Nucleic Acids Res 1991 , 19:1349.
Here's a link to the article, 1 page ---> [Only registered users see links. ]
And here is a link to a modified Edwards protocol
---> [Only registered users see links. ]
and a quote
Combinations of DNA isolation protocols from Edwards et al.  and Walbot and Warren  were thus compared using ~2.5 mg (~3 mm2) of A. thaliana leaf tissue in 50 μl of extraction mixture, from which 1 μl was used as template in a routine PCR application. We have found that one of the variant extraction buffers, hereafter called Sucrose Solution, exhibited no change in the efficiency of PCR amplification judged by ethidium bromide-stained agarose gels in response to varying the pH from 7.0 to 8.0, or changing the salt and sucrose concentrations between 200 to 400 mM NaCl and 300 to 440 mM sucrose, respectively (data not shown). Due to the presence of sucrose in the extraction buffer, we named this nucleic acid extraction method the Sucrose Prep. In agreement with Thomson and Henry , we found that heating the crude extract for 10 min followed by centrifugation for 5 sec at 6000 g eliminated nearly all debris that interferes with PCR amplification.
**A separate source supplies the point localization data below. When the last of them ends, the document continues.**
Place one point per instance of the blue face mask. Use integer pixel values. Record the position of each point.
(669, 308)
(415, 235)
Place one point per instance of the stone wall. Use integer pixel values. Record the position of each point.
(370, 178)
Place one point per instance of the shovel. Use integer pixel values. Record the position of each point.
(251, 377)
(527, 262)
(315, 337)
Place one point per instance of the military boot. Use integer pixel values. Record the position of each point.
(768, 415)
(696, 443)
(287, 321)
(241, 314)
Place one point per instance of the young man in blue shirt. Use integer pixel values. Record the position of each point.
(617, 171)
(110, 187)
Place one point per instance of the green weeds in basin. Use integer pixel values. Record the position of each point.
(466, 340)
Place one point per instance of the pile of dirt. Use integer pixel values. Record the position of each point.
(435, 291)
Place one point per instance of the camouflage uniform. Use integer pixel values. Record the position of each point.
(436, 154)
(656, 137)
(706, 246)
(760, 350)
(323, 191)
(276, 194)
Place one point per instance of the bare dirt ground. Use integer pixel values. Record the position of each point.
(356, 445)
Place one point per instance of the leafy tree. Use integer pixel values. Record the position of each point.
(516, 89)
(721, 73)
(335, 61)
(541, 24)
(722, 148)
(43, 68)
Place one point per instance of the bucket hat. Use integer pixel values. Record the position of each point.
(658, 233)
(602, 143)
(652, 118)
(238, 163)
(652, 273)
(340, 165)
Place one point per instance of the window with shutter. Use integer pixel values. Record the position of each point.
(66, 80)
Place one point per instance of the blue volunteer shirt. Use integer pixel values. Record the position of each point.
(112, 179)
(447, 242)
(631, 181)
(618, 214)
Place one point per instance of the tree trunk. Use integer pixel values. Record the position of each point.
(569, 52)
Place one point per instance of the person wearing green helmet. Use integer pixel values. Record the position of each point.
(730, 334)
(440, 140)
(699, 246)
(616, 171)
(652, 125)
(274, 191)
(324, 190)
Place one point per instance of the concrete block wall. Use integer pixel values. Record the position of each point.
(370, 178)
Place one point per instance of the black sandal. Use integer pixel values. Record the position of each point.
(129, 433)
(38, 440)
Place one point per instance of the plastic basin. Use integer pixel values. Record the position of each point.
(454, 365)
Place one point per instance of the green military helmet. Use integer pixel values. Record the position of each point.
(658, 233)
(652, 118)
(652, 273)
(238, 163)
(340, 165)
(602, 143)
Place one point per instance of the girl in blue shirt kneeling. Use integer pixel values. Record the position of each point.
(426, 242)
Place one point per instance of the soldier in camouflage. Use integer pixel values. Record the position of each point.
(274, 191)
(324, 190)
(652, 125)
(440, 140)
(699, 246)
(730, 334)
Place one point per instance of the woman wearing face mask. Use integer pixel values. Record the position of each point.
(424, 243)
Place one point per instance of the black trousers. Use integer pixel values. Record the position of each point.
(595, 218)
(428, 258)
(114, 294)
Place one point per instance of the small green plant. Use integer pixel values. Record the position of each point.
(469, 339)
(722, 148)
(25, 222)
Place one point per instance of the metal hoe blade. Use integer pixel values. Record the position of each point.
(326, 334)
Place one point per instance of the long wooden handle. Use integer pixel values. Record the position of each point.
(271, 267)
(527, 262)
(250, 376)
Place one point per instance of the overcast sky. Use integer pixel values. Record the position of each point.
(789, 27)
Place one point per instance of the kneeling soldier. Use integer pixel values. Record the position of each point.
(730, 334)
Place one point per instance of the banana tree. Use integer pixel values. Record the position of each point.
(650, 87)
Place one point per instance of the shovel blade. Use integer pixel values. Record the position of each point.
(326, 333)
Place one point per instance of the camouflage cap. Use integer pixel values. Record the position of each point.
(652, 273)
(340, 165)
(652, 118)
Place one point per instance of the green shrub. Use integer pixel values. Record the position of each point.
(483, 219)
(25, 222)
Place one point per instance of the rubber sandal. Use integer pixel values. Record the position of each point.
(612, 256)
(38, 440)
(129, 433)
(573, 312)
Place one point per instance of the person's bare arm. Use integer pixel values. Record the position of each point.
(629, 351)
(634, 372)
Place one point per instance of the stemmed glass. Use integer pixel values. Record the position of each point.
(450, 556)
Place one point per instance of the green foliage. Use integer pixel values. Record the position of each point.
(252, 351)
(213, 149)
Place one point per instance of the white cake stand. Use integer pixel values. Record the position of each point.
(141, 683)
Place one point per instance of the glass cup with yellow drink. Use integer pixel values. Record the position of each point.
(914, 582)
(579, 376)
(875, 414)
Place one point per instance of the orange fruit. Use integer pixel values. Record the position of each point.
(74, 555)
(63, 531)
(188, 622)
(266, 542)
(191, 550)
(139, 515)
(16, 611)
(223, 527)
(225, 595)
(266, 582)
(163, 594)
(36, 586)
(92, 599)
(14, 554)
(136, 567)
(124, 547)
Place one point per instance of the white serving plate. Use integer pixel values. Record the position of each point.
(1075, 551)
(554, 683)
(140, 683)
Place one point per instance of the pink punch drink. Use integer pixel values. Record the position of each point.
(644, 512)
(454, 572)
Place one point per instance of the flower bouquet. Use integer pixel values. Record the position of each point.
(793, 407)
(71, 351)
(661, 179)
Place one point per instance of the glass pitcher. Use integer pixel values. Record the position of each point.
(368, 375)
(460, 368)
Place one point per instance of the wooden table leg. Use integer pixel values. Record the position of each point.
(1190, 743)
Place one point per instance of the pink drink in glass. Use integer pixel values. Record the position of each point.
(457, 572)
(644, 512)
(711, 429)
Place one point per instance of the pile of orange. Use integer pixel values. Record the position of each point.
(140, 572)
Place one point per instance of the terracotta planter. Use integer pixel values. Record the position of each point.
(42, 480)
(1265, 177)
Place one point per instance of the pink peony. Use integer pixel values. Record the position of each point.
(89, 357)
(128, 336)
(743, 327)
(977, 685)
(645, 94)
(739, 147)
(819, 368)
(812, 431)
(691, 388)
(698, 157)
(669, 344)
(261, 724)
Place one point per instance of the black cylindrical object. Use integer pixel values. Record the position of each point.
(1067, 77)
A crude and rapid extraction from a small leaf disk is sufficient to isolate genomic DNA suitable for PCR amplification. The present protocol is based on the method described by Edwards et al. (1991). All steps are performed at room temperature.
1. Use the lid of a 1.5 ml Eppendorf tube to pinch out a disc from a young leaf into the tube. Alternatively, add fresh roots cut from seedlings or plants (Note A).
2. Use a small pestle to grind the leaf material in the tube without buffer for approx. 15 seconds.
3. Add 400 μl of extraction buffer (Note B), and vortex for 5 seconds (Note C).
4. Spin 1 minute at full speed in a microfuge to pellet the debris.
5. Transfer 300 μl of the supernatant into a fresh 1.5 ml Eppendorf tube (avoid taking debris from the pellet..
6. Add 300 μl isopropanol, mix and leave at room temperature for approx. 2 minutes.
7. Spin 5 minutes at full speed in a microfuge to pellet the DNA.
7.extra step. Add 400 ul EtOH 80%, spin 5 min
8. Remove all the supernatant and dry the pellet gently (for instance by incubating the open tubes at 37°C for a few minutes, or speedvac for 2-3 min). Do not let the pellet get too dry, otherwise it will be very difficult to redissolve the genomic DNA.
9. Add 100 μl TE, and dissolve the pellet by gentle shaking (do not vortex).
A. It is important to avoid using too much starting plant material. In contrast, a smallerpiece of leaf or a single cotyledon can be used, in which case all volumes should be reduced by 50% in the subsequent steps of the extraction procedure.
B. Extraction buffer: 200 mM Tris-HCl pH 7.5 (pH 8.0 is OK), 250 mM NaCl, 25 mM EDTA, 0.5% SDS
C. At this stage, the samples can be kept at room temperature for up to one hour until all the samples have been extracted
D. TE: 10 mM Tris ph7.5, 1 mM EDTA
Edwards, K., Johnstone, C., and Thompson, C. (1991). A simple and rapid method for the preparation of plant genomic DNA for PCR analysis. Nucl. Acids Res. 19, 1349.